City manager resigns over Firebaugh woes
Feb 06, 2013 (The Fresno Bee - McClatchy-Tribune Information Services via COMTEX) --
Firebaugh's city manager is leaving amid a ballooning deficit that the City Council is debating how to contain.
City Manager Laura Weyant said Tuesday that she resigned because of the town's financial struggles and a disagreement with City Council members on how to close the gap.
Weyant, who was city manager for about 16 months, emailed her resignation effective April 5 to council members before their Monday night meeting, Mayor Marcia Sablan said.
However, council members voted to place Weyant on paid administrative leave for the remainder of her tenure, Sablan said.

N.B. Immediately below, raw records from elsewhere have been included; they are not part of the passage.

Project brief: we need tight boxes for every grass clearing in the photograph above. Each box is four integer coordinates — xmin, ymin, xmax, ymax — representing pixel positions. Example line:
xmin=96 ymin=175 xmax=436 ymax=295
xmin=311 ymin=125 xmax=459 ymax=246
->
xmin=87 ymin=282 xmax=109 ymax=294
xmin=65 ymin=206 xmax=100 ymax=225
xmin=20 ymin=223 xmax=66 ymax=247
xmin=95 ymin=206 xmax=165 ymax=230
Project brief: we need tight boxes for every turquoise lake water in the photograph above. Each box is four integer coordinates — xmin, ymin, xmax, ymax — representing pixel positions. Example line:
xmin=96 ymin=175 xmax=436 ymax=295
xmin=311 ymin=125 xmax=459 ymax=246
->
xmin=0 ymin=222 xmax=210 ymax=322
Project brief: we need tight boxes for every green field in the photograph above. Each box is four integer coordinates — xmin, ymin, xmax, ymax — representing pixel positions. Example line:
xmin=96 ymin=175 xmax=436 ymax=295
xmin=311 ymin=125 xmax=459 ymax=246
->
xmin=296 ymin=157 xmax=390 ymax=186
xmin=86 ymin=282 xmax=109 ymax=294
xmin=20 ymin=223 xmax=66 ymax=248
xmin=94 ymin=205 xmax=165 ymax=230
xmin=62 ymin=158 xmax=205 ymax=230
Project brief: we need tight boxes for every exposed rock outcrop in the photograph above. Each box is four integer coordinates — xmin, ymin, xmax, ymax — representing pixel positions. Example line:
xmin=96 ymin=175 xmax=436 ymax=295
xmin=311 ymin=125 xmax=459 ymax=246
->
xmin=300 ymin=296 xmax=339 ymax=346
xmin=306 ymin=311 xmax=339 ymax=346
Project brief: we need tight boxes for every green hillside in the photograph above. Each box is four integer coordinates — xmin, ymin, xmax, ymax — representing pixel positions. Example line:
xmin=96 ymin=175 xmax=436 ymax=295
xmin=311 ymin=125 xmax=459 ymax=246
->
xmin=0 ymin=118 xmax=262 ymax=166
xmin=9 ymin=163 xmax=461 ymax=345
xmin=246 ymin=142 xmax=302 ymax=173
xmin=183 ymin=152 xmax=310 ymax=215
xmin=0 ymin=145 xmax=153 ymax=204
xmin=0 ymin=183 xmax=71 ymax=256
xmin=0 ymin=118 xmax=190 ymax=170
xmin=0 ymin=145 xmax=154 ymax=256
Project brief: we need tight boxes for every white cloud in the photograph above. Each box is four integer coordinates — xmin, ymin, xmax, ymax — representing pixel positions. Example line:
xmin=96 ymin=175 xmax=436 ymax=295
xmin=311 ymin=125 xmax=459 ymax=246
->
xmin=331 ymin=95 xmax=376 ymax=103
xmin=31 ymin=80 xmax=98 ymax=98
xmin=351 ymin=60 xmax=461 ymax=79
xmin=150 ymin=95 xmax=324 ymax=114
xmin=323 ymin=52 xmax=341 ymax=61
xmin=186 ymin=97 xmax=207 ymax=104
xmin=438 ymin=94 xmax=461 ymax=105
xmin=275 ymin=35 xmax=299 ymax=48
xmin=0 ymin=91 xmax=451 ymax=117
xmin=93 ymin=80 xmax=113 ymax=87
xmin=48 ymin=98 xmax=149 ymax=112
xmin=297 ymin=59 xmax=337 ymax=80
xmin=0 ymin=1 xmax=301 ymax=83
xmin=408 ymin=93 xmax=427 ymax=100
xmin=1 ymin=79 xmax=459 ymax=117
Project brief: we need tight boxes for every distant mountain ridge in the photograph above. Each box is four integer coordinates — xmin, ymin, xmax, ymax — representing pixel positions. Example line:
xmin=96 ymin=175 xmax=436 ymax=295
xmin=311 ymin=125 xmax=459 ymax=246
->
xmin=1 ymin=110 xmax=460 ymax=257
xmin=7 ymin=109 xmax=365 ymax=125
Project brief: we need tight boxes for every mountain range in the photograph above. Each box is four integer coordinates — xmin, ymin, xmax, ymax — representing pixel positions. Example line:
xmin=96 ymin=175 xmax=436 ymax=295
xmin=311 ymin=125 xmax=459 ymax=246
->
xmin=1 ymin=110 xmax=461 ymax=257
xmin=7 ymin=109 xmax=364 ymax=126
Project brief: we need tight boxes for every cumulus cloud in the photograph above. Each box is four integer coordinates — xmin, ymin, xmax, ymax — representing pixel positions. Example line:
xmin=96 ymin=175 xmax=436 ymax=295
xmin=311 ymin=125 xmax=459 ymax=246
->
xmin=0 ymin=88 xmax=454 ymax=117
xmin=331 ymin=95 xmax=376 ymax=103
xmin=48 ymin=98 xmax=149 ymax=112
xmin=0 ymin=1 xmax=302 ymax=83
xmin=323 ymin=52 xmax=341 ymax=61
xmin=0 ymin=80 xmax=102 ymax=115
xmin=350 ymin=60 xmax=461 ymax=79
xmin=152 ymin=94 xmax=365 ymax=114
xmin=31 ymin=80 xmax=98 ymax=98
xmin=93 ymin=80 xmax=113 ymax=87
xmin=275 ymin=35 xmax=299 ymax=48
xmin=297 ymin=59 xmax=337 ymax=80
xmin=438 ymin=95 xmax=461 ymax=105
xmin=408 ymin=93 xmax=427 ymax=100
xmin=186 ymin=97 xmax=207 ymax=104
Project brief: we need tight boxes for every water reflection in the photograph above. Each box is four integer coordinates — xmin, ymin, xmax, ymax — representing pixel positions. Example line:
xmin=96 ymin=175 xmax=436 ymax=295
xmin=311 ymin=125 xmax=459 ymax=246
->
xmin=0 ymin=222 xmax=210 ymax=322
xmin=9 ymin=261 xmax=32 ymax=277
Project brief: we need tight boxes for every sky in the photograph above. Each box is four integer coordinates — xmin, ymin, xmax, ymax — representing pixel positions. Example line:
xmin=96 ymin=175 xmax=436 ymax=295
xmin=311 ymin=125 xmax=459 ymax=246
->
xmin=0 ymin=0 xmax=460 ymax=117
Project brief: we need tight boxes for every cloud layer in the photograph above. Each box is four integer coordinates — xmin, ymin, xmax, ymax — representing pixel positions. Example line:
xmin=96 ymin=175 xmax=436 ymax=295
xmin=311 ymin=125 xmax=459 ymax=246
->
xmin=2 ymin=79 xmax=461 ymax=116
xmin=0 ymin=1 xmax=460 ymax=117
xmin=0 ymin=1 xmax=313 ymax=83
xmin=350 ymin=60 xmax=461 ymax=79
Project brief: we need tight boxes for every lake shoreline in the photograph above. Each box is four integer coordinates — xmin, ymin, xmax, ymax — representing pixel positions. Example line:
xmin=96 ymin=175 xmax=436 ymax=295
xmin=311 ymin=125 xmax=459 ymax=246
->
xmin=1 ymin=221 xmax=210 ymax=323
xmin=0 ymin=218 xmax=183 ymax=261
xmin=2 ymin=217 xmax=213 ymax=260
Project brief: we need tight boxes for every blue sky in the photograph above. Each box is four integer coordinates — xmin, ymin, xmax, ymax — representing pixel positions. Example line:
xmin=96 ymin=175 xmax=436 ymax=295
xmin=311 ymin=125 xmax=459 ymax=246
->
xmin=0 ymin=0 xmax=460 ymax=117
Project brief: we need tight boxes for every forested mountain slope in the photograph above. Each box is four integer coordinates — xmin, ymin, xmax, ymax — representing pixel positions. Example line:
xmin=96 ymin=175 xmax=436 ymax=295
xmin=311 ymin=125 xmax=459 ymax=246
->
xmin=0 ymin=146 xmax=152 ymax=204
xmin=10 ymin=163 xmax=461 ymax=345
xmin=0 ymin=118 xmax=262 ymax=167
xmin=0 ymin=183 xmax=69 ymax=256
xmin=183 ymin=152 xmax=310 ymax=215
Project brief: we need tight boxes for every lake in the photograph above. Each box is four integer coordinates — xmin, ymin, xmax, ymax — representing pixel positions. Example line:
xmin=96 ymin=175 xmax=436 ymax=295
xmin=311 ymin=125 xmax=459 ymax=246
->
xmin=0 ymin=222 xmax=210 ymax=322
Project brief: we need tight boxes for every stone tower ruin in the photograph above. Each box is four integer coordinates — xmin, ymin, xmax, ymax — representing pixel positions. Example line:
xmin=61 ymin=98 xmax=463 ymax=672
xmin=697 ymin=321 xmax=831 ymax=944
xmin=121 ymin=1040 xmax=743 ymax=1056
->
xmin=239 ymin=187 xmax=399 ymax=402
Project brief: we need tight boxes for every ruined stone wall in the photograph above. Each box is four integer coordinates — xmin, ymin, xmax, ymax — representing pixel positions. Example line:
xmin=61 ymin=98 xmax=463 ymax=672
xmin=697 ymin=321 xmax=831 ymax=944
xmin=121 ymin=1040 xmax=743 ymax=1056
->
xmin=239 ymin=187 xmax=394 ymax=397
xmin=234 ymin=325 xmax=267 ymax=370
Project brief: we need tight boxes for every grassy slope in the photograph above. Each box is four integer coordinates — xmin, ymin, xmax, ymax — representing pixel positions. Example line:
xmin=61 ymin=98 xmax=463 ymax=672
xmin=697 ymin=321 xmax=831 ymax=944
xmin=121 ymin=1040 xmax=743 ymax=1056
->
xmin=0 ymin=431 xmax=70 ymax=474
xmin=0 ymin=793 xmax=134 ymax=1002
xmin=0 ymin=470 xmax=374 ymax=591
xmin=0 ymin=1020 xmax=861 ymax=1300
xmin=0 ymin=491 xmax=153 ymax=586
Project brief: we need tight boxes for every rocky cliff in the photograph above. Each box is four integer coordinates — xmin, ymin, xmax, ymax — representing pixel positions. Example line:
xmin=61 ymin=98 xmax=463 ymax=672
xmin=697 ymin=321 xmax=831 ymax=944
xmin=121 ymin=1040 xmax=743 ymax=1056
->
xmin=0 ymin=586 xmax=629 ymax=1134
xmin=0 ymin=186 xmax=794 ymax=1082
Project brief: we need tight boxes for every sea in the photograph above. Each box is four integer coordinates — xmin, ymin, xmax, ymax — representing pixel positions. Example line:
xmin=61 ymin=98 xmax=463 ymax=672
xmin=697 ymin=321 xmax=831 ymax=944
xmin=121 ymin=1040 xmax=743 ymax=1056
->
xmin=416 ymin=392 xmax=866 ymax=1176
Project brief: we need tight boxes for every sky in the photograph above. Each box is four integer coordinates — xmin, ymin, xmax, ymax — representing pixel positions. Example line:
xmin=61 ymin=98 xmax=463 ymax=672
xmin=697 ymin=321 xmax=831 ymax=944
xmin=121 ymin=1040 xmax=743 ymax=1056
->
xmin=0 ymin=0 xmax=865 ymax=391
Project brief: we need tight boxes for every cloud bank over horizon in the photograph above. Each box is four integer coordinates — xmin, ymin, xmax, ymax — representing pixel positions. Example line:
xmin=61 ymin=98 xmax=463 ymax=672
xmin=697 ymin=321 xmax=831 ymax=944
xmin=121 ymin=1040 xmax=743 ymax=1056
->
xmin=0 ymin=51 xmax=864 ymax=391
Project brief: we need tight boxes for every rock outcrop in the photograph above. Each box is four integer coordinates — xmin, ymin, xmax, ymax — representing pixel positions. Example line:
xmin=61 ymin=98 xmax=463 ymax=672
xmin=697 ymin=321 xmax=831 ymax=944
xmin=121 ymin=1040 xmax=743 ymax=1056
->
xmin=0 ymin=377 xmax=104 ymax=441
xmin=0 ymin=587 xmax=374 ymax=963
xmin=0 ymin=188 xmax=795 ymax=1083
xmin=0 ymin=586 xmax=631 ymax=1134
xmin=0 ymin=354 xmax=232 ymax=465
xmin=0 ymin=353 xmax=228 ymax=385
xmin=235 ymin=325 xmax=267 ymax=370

Weyant's contract required a 60-day resignation notice, Sablan said.
The city's most daunting problem is the general fund deficit. The city's budget is $2.5 million. Weyant was projecting a $1.2 million deficit for this year.
The general fund deficit was $834,000, as of June 30, said finance director Pio Martin, who was appointed acting city manager Monday. The deficit has grown since then, he said, though he would not specify what it was.
Weyant, who lives in Clovis but grew up in Firebaugh and still has family there, said she did not agree with the council's direction and cited conflicting personalities.
"It doesn't mean I am turning my back on my community. I just can't get over that hurdle," she said.
On Monday, the council approved a special election to lift the cap on the city's 10% utility tax, Martin said. Currently, households and businesses pay up to $500 a year each for electric, gas and phone service -- meaning as much as $1,500 annually, he said.
The council also is proposing a 5% tax on cellphone use, Sablan said.
The special election date for those two issues has not yet been determined, though it could be in about three months, she said.
Weyant said she disagreed with a council proposal to cut three police officers from the city's 11-member department.
Sablan said the council never has formally proposed to lay off police officers but conceded that "everything has to be on the table to see how we're going to balance the budget."
City administrators have spoken with employees about concessions, letting vacancies go unfilled, and contracting out services.
Weyant said she spoke with the Fresno County Sheriff's Office about contracting to patrol Firebaugh's streets, but there would have been no savings. She also talked to Mendota city officials about police services.
The western Fresno County city of 7,700 last week took an economic hit when its last new-car dealership, Westside Ford, closed.